Strategy Unit
Personal responsibility and changing behaviour [2004]



Executive summary:
Consideration is given to how government acting as a more effective ‘persuader’ can be squared with an agenda of enhanced personal responsibility – helping people to help themselves. … the limits of top-down policies to change behaviour are highlighted. In some cases, the application of alternative approaches might allow government to relax more punitive and rigid approaches to behaviour change.

1. Introduction: … the eventual aim is to entrench a habit of personal responsibility and restraint, and a self-sustaining social norm.

1.1 Government can’t do it alone:

  • Health outcomes rest heavily on the lifestyle and behaviour of citizens (diet, exercise, smoking, drinking) and only modestly on the quality of secondary health care;
  • Crime and antisocial behaviour is at least as strongly affected by the values and behaviour of individuals and communities as by the activities of the police and criminal justice system;
  • Education. Research has suggested that more variability in educational outcomes is explained by what happens in the home than in the school.

1.2 For many traditions of social and political thought greater personal responsibility is a good in itself:

  • it enables society to function with a less coercive state and judicial system;
  • it enables public goods to be provided with a lower tax burden;
  • the exercise of responsibility strengthens individual character and moral capacity; and
  • greater personal responsibility – in terms of restraint and support for others – enhances the quality of life of the whole community.

1.3 A further key argument is cost-effectiveness. Detailed cost-benefit analyses in health, crime and education have shown that behaviour-based interventions can be very much more cost-effective than traditional service delivery. For example, smoking cessation programmes deliver around ten-fold more quality-adjusted life years per pound than expenditure on drugs to reduce cholesterol.

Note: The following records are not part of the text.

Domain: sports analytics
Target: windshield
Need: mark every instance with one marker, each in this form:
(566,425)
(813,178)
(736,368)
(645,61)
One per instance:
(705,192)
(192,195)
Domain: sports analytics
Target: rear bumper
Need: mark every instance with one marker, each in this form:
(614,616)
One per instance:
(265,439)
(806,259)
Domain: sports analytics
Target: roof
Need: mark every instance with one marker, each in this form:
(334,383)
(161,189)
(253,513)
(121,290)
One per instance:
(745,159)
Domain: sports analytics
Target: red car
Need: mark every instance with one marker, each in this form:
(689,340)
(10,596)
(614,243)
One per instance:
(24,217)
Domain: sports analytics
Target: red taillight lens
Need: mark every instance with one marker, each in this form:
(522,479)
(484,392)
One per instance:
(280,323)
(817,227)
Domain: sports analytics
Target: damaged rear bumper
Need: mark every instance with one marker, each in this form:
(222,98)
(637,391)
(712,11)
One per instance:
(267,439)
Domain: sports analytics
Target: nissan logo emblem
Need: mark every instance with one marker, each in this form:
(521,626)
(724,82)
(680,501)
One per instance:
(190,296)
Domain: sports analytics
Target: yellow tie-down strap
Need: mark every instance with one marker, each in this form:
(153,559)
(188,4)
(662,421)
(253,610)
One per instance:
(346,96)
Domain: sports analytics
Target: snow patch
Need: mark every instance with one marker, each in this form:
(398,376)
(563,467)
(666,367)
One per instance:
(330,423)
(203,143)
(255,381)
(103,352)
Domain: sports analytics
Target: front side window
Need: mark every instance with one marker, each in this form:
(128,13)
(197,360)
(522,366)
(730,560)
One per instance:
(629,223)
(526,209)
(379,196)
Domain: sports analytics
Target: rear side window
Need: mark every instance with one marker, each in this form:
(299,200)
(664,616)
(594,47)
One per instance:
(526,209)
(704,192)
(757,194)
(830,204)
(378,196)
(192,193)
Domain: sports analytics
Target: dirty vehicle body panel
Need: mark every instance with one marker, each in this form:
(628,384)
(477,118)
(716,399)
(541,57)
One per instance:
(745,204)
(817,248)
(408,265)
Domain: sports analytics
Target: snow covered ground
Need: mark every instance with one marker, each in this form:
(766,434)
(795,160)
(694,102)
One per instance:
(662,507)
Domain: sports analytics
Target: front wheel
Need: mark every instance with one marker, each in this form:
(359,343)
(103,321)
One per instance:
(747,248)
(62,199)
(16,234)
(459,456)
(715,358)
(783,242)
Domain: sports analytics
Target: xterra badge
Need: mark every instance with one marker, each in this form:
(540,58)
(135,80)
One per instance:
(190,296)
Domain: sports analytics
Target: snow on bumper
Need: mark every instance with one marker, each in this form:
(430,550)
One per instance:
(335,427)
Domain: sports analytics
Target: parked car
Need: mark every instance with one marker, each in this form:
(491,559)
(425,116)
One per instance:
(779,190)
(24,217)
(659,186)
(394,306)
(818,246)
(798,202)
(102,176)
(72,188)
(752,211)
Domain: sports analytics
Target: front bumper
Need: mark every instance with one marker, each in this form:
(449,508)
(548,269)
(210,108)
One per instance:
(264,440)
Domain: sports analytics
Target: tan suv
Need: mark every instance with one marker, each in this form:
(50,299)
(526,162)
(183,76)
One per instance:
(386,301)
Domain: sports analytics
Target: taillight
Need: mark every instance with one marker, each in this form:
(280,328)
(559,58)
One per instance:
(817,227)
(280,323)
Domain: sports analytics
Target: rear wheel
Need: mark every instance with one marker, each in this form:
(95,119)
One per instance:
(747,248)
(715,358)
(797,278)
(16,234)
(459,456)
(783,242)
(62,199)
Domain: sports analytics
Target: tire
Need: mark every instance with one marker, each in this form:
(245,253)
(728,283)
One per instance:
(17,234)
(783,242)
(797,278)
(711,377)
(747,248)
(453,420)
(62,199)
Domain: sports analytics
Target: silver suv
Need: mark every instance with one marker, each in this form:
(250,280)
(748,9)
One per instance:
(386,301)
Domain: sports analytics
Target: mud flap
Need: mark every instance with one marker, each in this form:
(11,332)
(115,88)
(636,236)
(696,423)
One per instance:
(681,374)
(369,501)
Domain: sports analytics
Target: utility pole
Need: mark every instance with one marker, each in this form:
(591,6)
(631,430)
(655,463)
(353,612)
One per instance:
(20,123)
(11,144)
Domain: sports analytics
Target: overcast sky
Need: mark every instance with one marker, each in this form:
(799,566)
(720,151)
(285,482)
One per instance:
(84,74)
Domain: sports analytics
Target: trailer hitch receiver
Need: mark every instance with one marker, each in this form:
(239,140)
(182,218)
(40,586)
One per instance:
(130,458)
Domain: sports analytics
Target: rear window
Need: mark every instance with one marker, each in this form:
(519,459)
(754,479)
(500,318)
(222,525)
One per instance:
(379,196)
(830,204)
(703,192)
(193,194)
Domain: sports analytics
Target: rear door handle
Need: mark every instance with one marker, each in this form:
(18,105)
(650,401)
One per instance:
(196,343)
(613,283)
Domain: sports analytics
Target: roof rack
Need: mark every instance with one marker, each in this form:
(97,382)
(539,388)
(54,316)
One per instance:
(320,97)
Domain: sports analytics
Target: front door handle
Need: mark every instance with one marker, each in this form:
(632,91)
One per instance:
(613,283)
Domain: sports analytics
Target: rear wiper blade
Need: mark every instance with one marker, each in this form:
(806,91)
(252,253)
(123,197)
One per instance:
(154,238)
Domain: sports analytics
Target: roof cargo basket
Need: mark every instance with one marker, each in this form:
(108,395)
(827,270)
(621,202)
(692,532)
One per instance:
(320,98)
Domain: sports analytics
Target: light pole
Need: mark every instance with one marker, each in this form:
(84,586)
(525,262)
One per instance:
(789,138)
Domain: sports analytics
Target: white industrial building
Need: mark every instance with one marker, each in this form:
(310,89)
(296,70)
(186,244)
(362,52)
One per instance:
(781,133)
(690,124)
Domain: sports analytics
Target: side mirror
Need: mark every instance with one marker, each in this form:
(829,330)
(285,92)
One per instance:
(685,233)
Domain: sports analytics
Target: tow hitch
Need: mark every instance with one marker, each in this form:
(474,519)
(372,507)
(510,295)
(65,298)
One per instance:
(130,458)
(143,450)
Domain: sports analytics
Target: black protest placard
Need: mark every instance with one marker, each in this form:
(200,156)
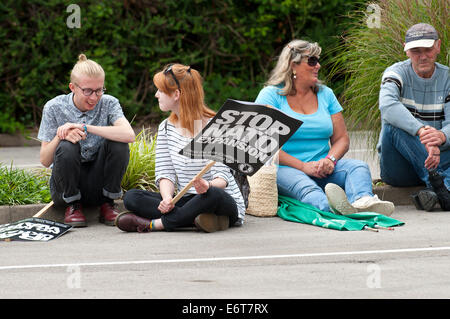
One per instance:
(32,229)
(242,135)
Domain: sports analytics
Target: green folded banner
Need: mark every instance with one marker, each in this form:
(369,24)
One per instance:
(295,211)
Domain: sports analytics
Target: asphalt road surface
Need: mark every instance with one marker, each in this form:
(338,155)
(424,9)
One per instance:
(266,258)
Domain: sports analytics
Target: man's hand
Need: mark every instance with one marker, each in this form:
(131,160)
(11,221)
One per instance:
(434,157)
(430,136)
(71,132)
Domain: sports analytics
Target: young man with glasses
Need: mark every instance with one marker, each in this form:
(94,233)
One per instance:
(414,102)
(85,138)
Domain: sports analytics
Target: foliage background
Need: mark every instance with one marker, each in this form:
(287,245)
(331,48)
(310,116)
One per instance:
(366,52)
(233,43)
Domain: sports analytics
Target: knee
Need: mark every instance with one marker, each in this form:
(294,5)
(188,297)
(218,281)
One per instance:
(358,164)
(117,149)
(67,151)
(130,199)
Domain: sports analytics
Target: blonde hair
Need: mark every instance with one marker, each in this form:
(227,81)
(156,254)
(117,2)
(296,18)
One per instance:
(192,96)
(86,67)
(294,51)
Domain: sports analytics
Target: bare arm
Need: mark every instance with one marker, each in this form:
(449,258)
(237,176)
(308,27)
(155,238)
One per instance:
(340,142)
(48,149)
(120,131)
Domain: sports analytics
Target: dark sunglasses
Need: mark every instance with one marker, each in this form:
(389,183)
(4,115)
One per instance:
(169,70)
(312,60)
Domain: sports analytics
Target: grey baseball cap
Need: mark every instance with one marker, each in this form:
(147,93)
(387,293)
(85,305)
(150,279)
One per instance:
(420,35)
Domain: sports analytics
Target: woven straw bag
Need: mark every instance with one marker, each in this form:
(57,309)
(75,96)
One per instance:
(263,197)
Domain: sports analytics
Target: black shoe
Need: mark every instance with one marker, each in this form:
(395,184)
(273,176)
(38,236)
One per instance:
(437,182)
(425,199)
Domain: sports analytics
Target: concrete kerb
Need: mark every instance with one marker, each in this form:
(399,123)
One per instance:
(399,196)
(15,213)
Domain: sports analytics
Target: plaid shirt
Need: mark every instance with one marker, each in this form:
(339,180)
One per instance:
(61,110)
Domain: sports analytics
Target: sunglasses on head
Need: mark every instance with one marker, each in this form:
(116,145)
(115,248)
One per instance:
(312,60)
(169,70)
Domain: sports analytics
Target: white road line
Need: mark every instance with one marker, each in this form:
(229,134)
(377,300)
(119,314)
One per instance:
(212,259)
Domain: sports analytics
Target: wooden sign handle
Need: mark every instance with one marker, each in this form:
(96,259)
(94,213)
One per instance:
(43,210)
(189,185)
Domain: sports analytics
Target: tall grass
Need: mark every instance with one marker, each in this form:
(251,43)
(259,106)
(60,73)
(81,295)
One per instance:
(366,52)
(141,167)
(22,187)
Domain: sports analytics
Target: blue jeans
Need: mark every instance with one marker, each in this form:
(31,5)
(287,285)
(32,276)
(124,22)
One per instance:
(402,159)
(352,175)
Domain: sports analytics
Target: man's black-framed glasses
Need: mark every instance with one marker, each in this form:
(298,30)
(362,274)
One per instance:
(169,70)
(88,92)
(312,60)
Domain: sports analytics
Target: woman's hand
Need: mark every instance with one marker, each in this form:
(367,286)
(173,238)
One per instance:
(201,185)
(325,167)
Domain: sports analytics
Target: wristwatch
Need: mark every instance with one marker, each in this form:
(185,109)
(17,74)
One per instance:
(332,158)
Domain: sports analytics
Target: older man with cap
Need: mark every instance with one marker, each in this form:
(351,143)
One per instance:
(414,101)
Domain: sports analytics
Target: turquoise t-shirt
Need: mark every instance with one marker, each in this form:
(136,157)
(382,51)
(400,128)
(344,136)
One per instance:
(311,141)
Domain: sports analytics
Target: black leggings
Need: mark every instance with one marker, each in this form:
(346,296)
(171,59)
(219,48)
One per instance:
(215,200)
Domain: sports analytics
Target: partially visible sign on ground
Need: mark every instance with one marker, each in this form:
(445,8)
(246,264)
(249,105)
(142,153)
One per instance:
(33,229)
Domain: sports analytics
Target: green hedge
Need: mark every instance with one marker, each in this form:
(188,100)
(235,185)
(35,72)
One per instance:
(233,43)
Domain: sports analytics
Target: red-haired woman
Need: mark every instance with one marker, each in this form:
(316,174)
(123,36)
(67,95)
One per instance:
(215,201)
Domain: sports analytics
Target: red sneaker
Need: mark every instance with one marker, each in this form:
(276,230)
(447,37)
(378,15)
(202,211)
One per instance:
(74,216)
(108,214)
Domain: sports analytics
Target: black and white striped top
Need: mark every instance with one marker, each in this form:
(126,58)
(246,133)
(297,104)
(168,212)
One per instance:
(181,170)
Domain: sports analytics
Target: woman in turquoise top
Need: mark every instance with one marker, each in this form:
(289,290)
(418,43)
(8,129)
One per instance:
(311,168)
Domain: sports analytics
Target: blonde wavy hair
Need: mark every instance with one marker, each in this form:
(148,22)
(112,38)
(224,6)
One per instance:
(192,96)
(86,67)
(282,74)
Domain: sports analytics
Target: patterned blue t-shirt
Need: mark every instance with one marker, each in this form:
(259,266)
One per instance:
(311,141)
(61,110)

1.4 Establishing the division of responsibility between individual, community and state.
Assessments of causal responsibility:
Generally speaking, people tend to assign ‘moral’ or ‘fair’ responsibility on the basis of who, or what, was the cause. Hence we seek compensation from the reckless individual or organisation that causes a major accident, but think it wrong for an individual to have to pay for treatment for an illness resulting from factors beyond their control, such as their genes or pollution. Similarly, more moral responsibility is assigned for educational choices to eighteen year olds than five year olds, on the basis that an eighteen year old has far more knowledge, control and ability to predict the consequences of their lifechoices.
This has been characterised as a presumption that individuals should take responsibility for their ‘knowingly taken life-choices’ (for good or bad) while the state or community should seek to attenuate ‘bruteluck’ effects, such as result from family social background.

2.1 All modern societies suffer the consequences of prohibitions that are only partially effective – for example, against hard drug use. Clearly laws on their own have only limited efficacy where other powerful drivers of behaviour are involved. There is a mature and growing body of knowledge in psychology offering a more sophisticated approach to behaviour and behaviour change, but that remains largely untapped by many policymakers.

4.2 …interventions to curb drug use have been popularly supported despite relatively modest evidence of significant impact. …probably the most simple and important point is that consistency matters – behaviour is most powerfully shaped when all the influences on a young person, from infancy to adulthood, point in the same direction.

An over-arching logic: helping people help themselves
3.5 ... a key role of the state is to encourage in us behaviour that is in our own best interests. ... sometimes everyone engages in behaviours that they may regret or that do them harm, or harm to those around them.
There is a potential tension between, on the one hand, an agenda of encouraging personal responsibility and, on the other hand, of the shaping of the determinants of personal behaviour by the state. How can this be resolved? One solution is to recognise that policy can have twin goals which operate together - policy must at once empower and give choices, but at the same time policy should set the default to be in the best interests of individuals and the wider public interest. To be effective, this twin approach needs to be built around a sense of partnership between state and individual. Hence in employment, while individuals are not ultimately forced to work, the strong default pressures are that they will. In education, young people are not forced to stay on in school and acquire qualifications, but the default pressures are that this is what they do. And in health, governments do not ban unhealthy foods or smoking, but seek to refashion the behavioural pressures towards healthier choices.